Nel periodo della transizione ecologica, tra il 2010 e il 2019, i “green jobs” in Italia hanno mostrato un incremento notevole, ma questa crescita non ha corrisposto a una maggiore stabilità occupazionale. Infatti, le professioni con una forte componente ambientale risultano avere una probabilità significativamente inferiore di essere associate a contratti a tempo indeterminato. Questo paradosso è emerso da uno studio pubblicato sulla rivista scientifica Journal of Cleaner Production, realizzato da Francesco Suppressa, ricercatore del Dipartimento di Scienze Politiche dell’Università di Pisa, insieme a Silvana Dalmazzone e Roberto Leombruni dell’Università di Torino.

Assunzioni green in aumento, ma con contratti instabili

Durante il periodo analizzato, le assunzioni nel settore green sono aumentate, in particolare per i lavori con alta intensità ambientale, passando da circa 40 mila nuovi assunti nel 2010 a circa 56 mila nel 2019. Il Nord Italia ha mantenuto il maggior numero di assunzioni, ma le posizioni a più alta intensità ambientale hanno visto una forte diffusione nel Mezzogiorno e nelle Isole, soprattutto nel settore manifatturiero, coinvolgendo lavoratori maschi con livelli di istruzione medio-bassi. Tuttavia, il dato più preoccupante riguarda la qualità dell’occupazione; i risultati indicano che più un lavoro è caratterizzato da mansioni green, minori sono le possibilità di ottenere un contratto a tempo indeterminato. Anche tenendo conto di variabili come età, settore di attività e area geografica, i lavoratori in occupazioni a maggiore intensità green hanno una probabilità ridotta di accedere a contratti stabili, con una differenza che può arrivare a 2-3 punti percentuali rispetto ai lavori non green.

Un mercato del lavoro verde diviso

«I risultati evidenziano un paradosso nel mercato del lavoro durante la transizione ecologica», afferma Francesco Suppressa. «Da un lato, i green jobs stanno crescendo e diventano sempre più centrali nelle politiche ambientali; dall’altro, questi lavori sono spesso associati a contratti temporanei e a una stabilità occupazionale ridotta». Un aspetto cruciale riguarda il profilo dei lavoratori coinvolti: molti green jobs in Italia si collocano in occupazioni a bassa specializzazione e con livelli di istruzione medio-bassi, mentre una percentuale più contenuta riguarda lavoratori altamente istruiti.
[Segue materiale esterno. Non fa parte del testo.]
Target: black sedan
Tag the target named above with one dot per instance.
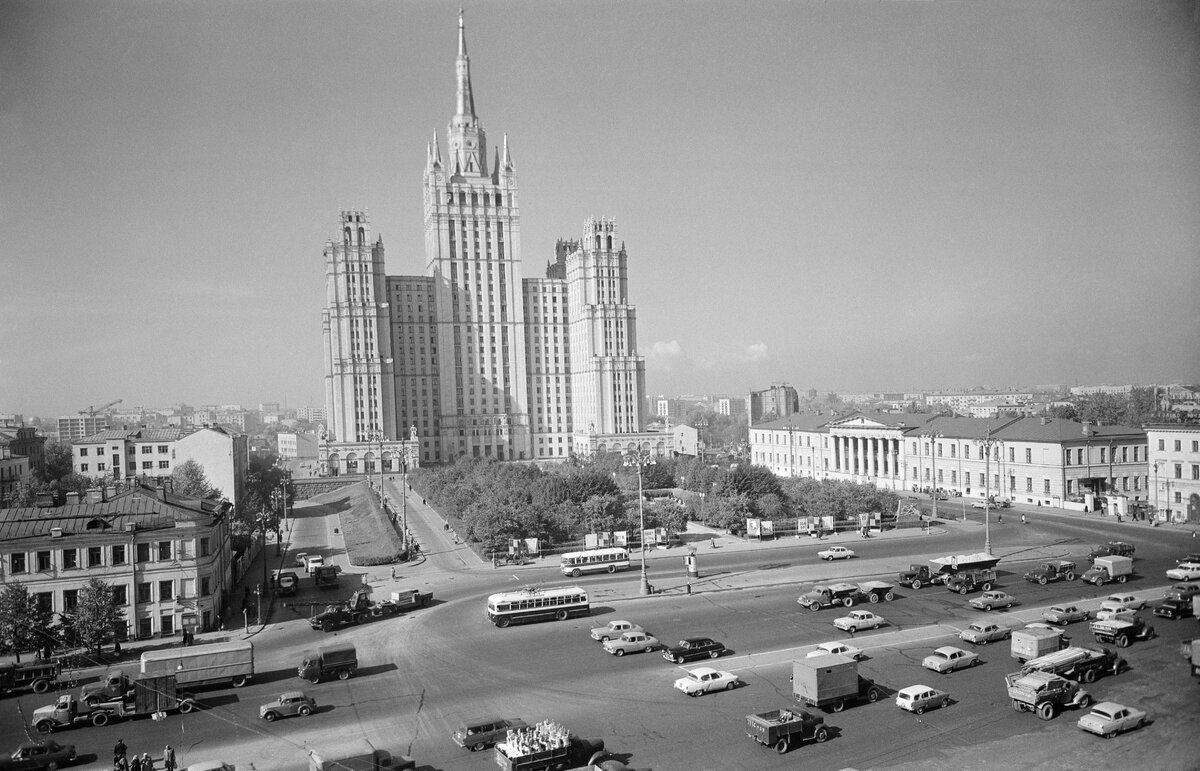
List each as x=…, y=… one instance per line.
x=694, y=647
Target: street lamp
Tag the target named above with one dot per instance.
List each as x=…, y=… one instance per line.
x=640, y=459
x=987, y=443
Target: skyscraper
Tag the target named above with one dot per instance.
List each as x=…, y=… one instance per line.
x=473, y=358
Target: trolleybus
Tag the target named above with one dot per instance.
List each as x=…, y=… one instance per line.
x=537, y=604
x=576, y=563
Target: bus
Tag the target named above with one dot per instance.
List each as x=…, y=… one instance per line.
x=576, y=563
x=537, y=604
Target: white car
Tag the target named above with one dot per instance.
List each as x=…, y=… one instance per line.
x=705, y=680
x=859, y=620
x=840, y=649
x=1122, y=602
x=948, y=658
x=1186, y=572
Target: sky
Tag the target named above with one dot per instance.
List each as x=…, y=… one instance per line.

Si delinea così una biforcazione, in cui il lavoro verde si sviluppa prevalentemente agli estremi del mercato del lavoro, senza rafforzare la fascia intermedia. In questo scenario, la sostenibilità ambientale rischia di radicarsi in segmenti occupazionali già fragili, se non accompagnata da politiche mirate a migliorare la qualità del lavoro e la formazione.
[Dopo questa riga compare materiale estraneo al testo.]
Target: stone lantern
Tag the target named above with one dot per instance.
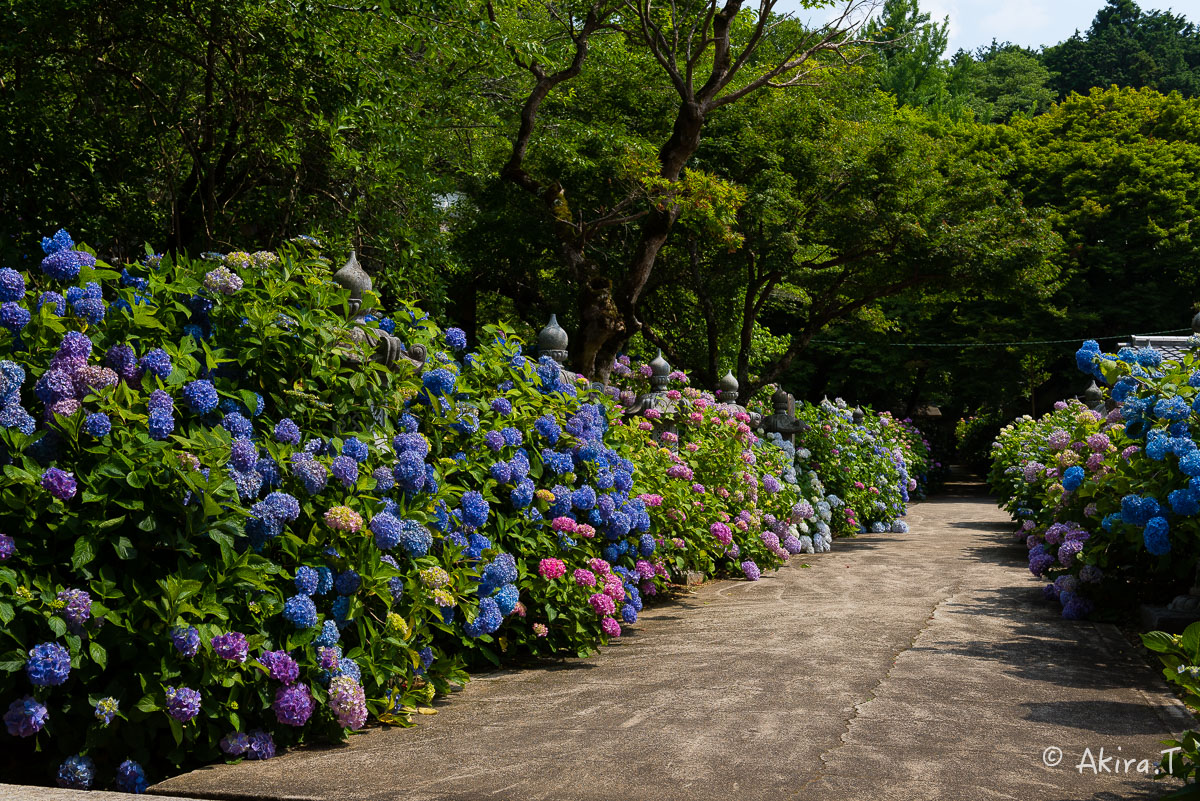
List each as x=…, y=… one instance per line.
x=784, y=421
x=389, y=350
Metodologia e dati significativi

Dal punto di vista metodologico, la ricerca ha adottato un approccio innovativo, basato sulle “task”, ovvero sulle singole mansioni che compongono una professione, superando i limiti delle metodologie tradizionali che si basano su settori o titoli professionali. Analizzando oltre 9.300 attività lavorative descritte nella Rilevazione campionaria sulle professioni dell’Inapp, lo studio ha identificato 204 mansioni riconducibili a competenze green, distribuite in 84 occupazioni del mercato del lavoro italiano. Questi dati sono stati incrociati con le comunicazioni obbligatorie sui contratti di lavoro attivati in Italia tra il 2010 e il 2019, fornendo un quadro dettagliato e significativo della situazione attuale.